The worst part is that there is an easy fix. The Great Toilet Paper Shortage of 2020 could have been prevented if stores were allowed to do what they usually do when the demand for a good increases - raise prices. Then, only those who actually needed toilet paper would buy their normal amount. Those who otherwise were buying entire pallets to store in their basement, or resell themselves, would not bother. However, the state of Connecticut, like most states, has anti-price gouging laws in effect. You can’t increase the price of toilet paper by 50%, let alone 500%, to decrease demand. The result is people stock up, resulting in the lucky few having toilet paper sheds in their backyards while other people have to drive around searching for just a few rolls.
With everyday items, price gouging during a crisis, far from being malicious, helps ensure that those who most need a good are the ones who get it. Again, this is the entire point of prices in the first place. No one would advocate for a government order that all supermarket items must be sold at a 90 percent discount after a hurricane, and with good reason. The result would be hoarding on an unprecedented scale and empty shelves for weeks. Yet this is exactly what the government does when it prevents price gouging. It forces stores to sell goods at a steep discount, well below the free market price. The price of toilet paper should have been allowed to double, quadruple, or increase to any factor of magnitude the market sees fit.
Some will quickly point out that it allows businesses to profit from the misery of others. This is true to some extent. Somewhere along the supply chain, someone would be raking in the dough. On the other hand, these profits would again serve a purpose, the allocation of a scarce resource. Furthermore, if any business sets the price too high, making profits well above any other firm, then consumers would shop elsewhere. This is what allows gasoline prices to fluctuate widely through time but hardly at all in a localized area. If one gas station charged notably more than another down the street, then the market will respond. Most importantly, those high profits allow firms to reinvest some of their earnings to increase production, which will then help lower prices in the long run.
The second criticism is that certain goods, such as those relating to health care, do not exist in a free market. The invisible hand ceases to work in non-competitive industries and thus prices must be regulated. This is a much stronger argument. Price gouging should only be allowed in markets that are relatively open and unregulated. Toilet paper, not doctor’s appointments.
A third concern is that price gouging would result in a somewhat efficient allocation among those with disposable income, but low-income citizens would be forced out of the market. This is a valid criticism and needs to be taken seriously. If some cannot afford a good, then prices no longer allocate resources solely based on need. That said, the US government already has welfare programs in place to help address this issue. EBT and other social safety nets help avoid undue hardship for low-income individuals.
Having a system where poor people can’t buy a good sounds bad. However, that ignores the fact that by banning price gouging, both low-income individuals AND high-income individuals can’t buy the good because nothing is available to buy. Keeping prices low to allow everyone to buy a good only works if there are goods to buy!
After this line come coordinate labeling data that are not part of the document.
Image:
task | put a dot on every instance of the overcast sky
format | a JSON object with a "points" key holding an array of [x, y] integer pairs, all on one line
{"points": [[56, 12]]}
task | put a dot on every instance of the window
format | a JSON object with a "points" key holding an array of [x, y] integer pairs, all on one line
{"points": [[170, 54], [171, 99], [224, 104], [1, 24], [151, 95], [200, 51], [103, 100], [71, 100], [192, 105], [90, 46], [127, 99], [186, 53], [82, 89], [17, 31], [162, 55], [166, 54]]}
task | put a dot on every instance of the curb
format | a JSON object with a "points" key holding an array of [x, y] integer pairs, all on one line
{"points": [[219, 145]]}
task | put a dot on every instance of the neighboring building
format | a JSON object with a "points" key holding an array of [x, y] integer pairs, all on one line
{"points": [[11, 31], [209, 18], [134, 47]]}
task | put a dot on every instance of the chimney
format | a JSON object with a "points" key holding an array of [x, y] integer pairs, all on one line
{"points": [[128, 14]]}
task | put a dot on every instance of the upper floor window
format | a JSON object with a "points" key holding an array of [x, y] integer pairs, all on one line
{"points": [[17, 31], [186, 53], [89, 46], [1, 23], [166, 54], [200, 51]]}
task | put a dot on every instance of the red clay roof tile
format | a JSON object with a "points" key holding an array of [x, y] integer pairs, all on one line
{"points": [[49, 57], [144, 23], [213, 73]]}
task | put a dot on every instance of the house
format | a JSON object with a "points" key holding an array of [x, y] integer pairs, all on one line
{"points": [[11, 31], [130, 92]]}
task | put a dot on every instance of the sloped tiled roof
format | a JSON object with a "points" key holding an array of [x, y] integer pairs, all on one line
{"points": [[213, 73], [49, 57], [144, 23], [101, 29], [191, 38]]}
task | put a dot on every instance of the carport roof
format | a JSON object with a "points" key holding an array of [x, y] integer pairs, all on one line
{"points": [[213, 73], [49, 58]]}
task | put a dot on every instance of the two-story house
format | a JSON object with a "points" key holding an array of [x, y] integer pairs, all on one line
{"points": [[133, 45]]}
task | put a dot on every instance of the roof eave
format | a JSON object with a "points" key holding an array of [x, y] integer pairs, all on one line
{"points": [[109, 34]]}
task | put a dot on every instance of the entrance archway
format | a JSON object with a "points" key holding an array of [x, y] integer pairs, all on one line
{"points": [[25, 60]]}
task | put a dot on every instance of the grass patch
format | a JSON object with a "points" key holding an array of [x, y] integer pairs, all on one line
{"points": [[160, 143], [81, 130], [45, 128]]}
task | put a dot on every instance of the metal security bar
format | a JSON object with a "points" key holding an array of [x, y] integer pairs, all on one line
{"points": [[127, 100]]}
Additionally, if prices were allowed to rise consumers would not hoard nearly as much, causing shelves to stay stocked and prices to drop in short order.
Compared to the rows of empty shelves, a world with price gouging is the preferable option. When prices are not allowed to increase, the allocation of goods is random. Consumers who happen to be in the right place at the right time are those who obtain that scarce resource. Only by allowing prices to function as an allocation mechanism can we ensure the best outcome for society.